North American Network Operators Group

Date Prev | Date Next | Date Index | Thread Index | Author Index | Historical

Re: Email peering

  • From: Rich Kulawiec
  • Date: Tue Jun 21 09:50:45 2005

On Fri, Jun 17, 2005 at 11:48:58AM -0400, Ben Hubbard wrote:
> You seem to repeatedly describe a solution that becomes so big that it (at
> least substantially) replaces 25/SMTP. That's what I don't think will
> work, or is needed.

Please let me borrow Ben's point and expand on it.

Spam as it's usually discussed (spam propagated via SMTP) is only part of
the spam problem.  We've seen Usenet spam, chat room spam, http referrer
log spam, blog spam, and so on.  And all of those bundled together and
labeled as "spam" are only part of the overall network abuse problem --
which also involves phishing, zombies, DoS attacks, spyware, etc.
And these are all (increasingly) interelated problems, e.g. spam is used to
phish people to sites which forcibly download spyware, and so on.

We could (and some already have) spend an enormous amount of time devising
very clever "solutions" to these and deploying them.  But as we've seen,
doing so usually results only in a shift in the nature of the abuse, not
an overall reduction in it.

So even if we had The Perfect Solution to SMTP spam and it was globally
deployed tomorrow and had no adverse side-effects...we'd buy ourselves
a brief respite, no better.

I'm not saying some of the technical approaches aren't clever.  They are.
But none of them are going to solve the problem for any acceptable value
of "solve", not because there's anything wrong with them per se, but
because they're technological attempts to solve the problem at its
end points -- rather than its source points.

"The best place to stop abuse is as near its source as possible."

Meaning: it's far easier for network X to stop abuse from leaving its
network than it is for 100,000 other networks to defend themselves from it.
Especially since techniques for doing so (for instance, controlling
outbound SMTP spam) are well-known, heavily documented, and easily put
into service.

The problem is that network X, for many values of "X" (see the data
compiled by Spamhaus or SPEWS or any number of others) hasn't done so.
Whether that failure is due to incompetence, greed, laziness, negligence
or anything else is an interesting question...but really doesn't matter,
because regardless of the cause, the fastest way to get it fixed is to
make it X's problem...*not everyone else's*.  (It's often impressive
how fast X can move--despite protestations otherwise--when this situation
is created.)

Those who have been around a long long time know that this is how it
used to be.  If your network started spewing crap, and didn't stop spewing
crap in a fairly timely manner, you got a phone call or email explaining
that someone had their hand on your plug and was going to pull it.

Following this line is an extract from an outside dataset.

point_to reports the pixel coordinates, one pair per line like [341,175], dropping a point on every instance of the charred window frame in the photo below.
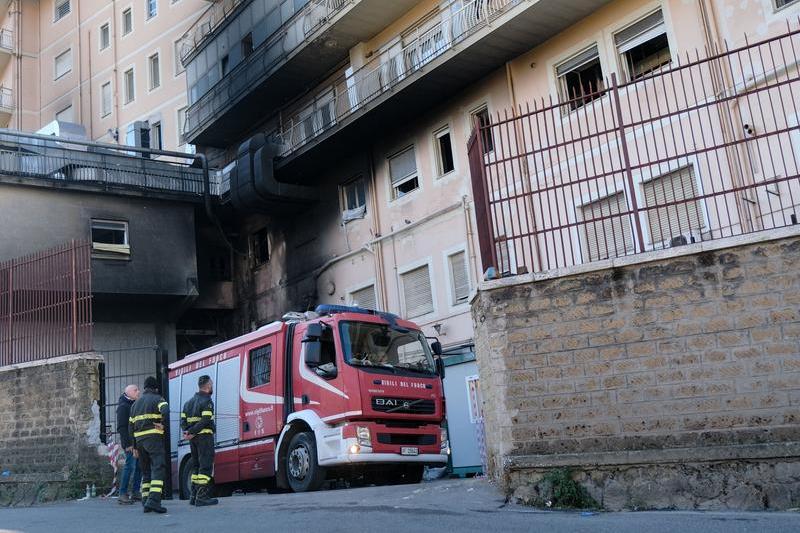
[259,248]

The point?  The point is that there is no need for any new technology
to deal with the spam/abuse probem.  What there is a desperate need
for is the *will* to use the technology we already have -- to shift
the burden of dealing with abuse onto those who are permitting it
to originate from their network.  This can be done in a number of
ways: using DNSBLs, firewalls, routers, whatever.

Because if it's not done, then Network X, for many values of X,
will be perfectly happy to watch everyone else innovate and scramble
and spend money to defend themselves *as long as X doesn't have to*.
As we've seen.  For many years.  Over and over and over again.

After all, why should they?  There's nothing in it for them and no
downside if they don't.

	"[...] if you give people the means to hurt you, and they do it,
	and you take no action except to continue giving them the means
	to hurt you, and they take no action except to keep hurting you,
	then one of the ways you can describe the situation is "it isn't
	scaling well."

                --- Paul Vixie

So either the collective "we" has the will to stop putting up with this
nonsense -- or we don't.  If it's the former, then we already have all
the tools we need.  If it's the latter, then nothing we come up with,
no matter who clever it is, is going to make any real difference.